Casanova's Chinese Restaurant
- First edition cover
- Author: Anthony Powell
- Cover artist: James Broom-Lynne
- Language: English
- Series: A Dance to the Music of Time
- Publisher: Heinemann
- Publication date: 1960
- Publication place: United Kingdom
- Media type: Print (Hardcover)
- Pages: 229 pp
- Preceded by: At Lady Molly's
- Followed by: The Kindly Ones (novel)

= Casanova's Chinese Restaurant =

1960 book by Anthony Powell

Casanova's Chinese Restaurant is a novel by Anthony Powell (ISBN 0-09-947244-9). It forms the fifth volume of the twelve-volume sequence A Dance to the Music of Time, and was originally published in 1960. Many of the events of the novel were included in the television adaptation broadcast on the United Kingdom's Channel 4 in 1997, comprising part of the second of four episodes. There was also an earlier, more comprehensive, BBC Radio adaptation.

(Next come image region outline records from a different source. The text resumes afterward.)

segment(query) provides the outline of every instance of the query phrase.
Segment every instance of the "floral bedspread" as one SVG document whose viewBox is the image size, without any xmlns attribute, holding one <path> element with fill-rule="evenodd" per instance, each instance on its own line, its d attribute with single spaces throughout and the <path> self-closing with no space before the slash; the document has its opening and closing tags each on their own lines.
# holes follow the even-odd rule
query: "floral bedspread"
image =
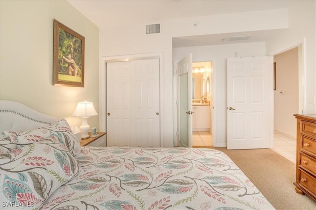
<svg viewBox="0 0 316 210">
<path fill-rule="evenodd" d="M 82 148 L 79 174 L 40 209 L 274 209 L 217 150 Z"/>
</svg>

As with several of the earlier volumes, there is a time-overlap with previous books, the first part returning to the period before the death of Mr. Deacon. The ruined door of a fictional Soho pub, the Mortimer, provides the narrative frame of the volume. However, Casanova's Chinese Restaurant concentrates on a new set of characters, principally the composer Hugh Moreland, (based on Powell's close friend Constant Lambert), his fiancée Matilda, and the critic Maclintick and his wife, Audrey, whose unhappy marriage forms a key part of the narrative.

The interweaving of historical with fictional events is more notable here, and is used to illuminate the characters, as for example in Erridge's ill-considered departure for the Spanish Civil War.

Much of the book's reception was positive. Casanova's Chinese Restaurant is dedicated to Harry & Rosie- Henry d'Avigdor-Goldsmid and Rosie, Lady d’Avigdor Goldsmid.